Волшебная мясорубка - Станислав Буркин 2 стр.


– Кто такие?! – рявкнул офицер, стоявший перед строем и стремительно чеканя шаг, зашагал к опоздавшим. – Фамилии!

– Рядовой Бёме, господин лейтенант! – выкрикнул Франк.

– Рядовой Борген, господин лейтенант! – писклявым ломающимся голоском отчеканил толстячок.

Офицер оценивающе и свысока посмотрел на обоих.

– Смирно! – скомандовал он, на что весь строй вытянулся.

– Я сказал «смирно»! – закричал офицер на вновь прибывших.

Франк прижал одну руку к бедру, потом другую, но через секунду вернул ее к груди.

– Команда «смирно», – начал офицер, – означает, что руки нужно держать по швам. – Вам это ясно, рядовой Бёме?!

– Так точно, господин лейтенант! – ответил Франк и еще дважды опустил и поднял руку.

Офицер как-то странно тоскливо сморщился и спросил:

– Что у вас там, рядовой Бёме?

Франк, виновато поглядывая на него исподлобья, приоткрыл край шинели.

– Котенок, господин лейтенант.

Прокатились смешки.

– Отставить! – пресек их офицер, не меняя выражения лица, протянул к Франку руку в перчатке и за шкирку вытащил из-под его шинели маленький комочек слипшейся шерсти.

– Миа, – пискливо сообщил котенок, широко раскрыв розовую пасть с беленькими шипами клыков.

Вдруг офицер сунул его обратно Франку и стремительно зашагал вдоль строя прочь.

– Вот видите, – закричал он, – многие из вас все еще дети! – Выйдя на середину и встав лицом к солдатам, он продолжал: – Но в этот трудный час, когда над страной отцов нависла угроза, вы не имеете права быть ими. Это равнозначно предательству! Возможно, завтра наш фюрер призовет вас сражаться и умереть за свою великую нацию, плечом к плечу с вашими старшими товарищами.
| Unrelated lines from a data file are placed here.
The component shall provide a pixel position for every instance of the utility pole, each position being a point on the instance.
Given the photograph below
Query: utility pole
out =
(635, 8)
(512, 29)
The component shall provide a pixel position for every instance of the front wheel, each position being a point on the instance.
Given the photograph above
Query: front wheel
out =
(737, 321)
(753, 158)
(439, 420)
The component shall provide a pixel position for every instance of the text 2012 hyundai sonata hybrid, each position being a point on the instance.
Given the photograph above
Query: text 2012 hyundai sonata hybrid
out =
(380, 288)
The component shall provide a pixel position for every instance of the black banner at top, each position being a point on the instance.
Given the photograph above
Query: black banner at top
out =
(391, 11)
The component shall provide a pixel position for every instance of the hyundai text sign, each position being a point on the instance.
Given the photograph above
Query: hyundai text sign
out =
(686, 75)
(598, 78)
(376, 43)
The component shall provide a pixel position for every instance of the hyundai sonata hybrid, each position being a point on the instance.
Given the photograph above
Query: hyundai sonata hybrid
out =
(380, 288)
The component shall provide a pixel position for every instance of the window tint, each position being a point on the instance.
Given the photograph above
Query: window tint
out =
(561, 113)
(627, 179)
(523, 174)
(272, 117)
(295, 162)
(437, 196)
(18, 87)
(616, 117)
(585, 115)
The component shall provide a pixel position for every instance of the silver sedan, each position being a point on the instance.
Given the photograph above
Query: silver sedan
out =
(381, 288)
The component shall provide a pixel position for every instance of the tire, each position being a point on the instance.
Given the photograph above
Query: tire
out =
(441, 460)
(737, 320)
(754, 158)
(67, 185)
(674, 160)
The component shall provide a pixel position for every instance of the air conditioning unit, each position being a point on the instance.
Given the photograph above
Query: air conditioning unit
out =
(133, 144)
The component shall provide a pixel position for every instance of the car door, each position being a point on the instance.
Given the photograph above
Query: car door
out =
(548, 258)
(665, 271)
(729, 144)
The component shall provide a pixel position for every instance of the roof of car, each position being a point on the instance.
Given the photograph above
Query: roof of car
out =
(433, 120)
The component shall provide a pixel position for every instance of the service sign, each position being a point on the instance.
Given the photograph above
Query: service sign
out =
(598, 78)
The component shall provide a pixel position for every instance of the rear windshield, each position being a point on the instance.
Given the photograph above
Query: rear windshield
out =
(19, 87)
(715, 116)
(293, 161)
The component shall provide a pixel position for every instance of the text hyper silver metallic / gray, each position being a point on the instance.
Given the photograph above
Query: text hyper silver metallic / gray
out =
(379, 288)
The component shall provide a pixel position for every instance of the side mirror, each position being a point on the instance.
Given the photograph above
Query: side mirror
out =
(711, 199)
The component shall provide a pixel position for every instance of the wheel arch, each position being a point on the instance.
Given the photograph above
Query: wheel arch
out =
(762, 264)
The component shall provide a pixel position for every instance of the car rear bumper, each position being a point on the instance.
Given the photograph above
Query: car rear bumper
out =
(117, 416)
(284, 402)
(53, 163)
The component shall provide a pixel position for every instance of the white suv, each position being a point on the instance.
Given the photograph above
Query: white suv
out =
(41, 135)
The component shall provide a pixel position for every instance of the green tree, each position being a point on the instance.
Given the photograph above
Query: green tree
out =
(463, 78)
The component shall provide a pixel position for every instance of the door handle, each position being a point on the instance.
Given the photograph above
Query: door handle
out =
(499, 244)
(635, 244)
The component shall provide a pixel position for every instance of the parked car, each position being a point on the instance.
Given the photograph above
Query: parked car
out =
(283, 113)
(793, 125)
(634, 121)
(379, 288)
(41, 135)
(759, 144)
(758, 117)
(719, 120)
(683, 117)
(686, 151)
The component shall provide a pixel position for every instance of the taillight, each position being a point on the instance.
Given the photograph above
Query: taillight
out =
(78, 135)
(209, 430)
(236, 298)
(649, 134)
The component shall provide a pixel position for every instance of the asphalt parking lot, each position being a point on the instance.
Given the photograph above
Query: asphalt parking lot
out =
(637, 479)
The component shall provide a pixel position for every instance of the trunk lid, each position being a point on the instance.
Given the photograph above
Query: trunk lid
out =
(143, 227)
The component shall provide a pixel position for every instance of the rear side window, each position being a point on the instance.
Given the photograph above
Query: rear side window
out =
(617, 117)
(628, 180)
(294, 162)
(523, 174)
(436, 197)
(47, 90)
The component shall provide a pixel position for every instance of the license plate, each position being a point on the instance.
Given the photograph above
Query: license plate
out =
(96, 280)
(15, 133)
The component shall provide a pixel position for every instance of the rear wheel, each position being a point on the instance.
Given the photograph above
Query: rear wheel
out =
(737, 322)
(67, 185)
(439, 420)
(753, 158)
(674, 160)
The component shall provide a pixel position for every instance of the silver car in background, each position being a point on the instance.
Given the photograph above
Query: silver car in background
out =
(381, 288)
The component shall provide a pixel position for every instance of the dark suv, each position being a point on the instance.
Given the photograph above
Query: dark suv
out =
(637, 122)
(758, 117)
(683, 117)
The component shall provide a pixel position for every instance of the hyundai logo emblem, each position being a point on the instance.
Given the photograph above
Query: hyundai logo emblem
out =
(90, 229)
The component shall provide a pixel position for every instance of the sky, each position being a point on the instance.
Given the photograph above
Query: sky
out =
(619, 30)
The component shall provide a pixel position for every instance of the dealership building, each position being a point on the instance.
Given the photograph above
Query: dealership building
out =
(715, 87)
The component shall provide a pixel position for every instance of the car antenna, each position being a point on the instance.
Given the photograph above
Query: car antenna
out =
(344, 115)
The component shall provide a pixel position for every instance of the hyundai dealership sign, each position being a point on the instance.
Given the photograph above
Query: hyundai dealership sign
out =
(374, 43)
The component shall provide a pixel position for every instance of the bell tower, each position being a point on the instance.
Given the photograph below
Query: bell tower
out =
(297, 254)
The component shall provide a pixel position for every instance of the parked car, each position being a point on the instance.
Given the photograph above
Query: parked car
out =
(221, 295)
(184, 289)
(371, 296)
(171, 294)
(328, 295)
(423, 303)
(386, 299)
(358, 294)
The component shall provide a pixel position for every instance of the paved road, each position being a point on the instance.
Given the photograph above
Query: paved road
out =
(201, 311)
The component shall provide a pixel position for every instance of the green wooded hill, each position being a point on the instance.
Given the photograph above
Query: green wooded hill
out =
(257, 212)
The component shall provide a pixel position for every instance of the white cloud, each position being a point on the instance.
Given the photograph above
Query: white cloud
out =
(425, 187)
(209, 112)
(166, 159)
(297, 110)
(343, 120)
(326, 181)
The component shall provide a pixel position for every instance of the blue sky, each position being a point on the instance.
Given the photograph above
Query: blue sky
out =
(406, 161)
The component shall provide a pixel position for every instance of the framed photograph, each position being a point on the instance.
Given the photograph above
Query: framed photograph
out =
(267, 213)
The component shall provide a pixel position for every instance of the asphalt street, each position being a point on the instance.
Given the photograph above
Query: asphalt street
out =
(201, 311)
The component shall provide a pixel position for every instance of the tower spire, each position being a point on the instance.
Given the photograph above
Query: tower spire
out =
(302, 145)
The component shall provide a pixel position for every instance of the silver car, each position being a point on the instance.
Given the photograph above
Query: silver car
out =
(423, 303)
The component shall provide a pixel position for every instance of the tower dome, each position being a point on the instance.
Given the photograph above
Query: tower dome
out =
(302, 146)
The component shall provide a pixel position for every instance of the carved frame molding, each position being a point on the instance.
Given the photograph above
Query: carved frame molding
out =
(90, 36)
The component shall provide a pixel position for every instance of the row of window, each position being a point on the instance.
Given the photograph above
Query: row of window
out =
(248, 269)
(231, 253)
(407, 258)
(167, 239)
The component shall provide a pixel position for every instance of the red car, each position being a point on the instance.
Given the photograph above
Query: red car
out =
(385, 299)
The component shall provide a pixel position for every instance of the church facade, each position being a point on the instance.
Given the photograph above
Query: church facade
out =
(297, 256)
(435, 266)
Мы знаем о героических подвигах, достойных нашей славной родины, которые совершили ваши ровесники в боях во Франции. Готовы ли и вы повзрослеть в один день и сделать все для спасения страны отцов?! Отвечайте, готовы?!

– Так точно. Так точно, господин лейтенант, – неслаженно и вяло прокатилось по строю.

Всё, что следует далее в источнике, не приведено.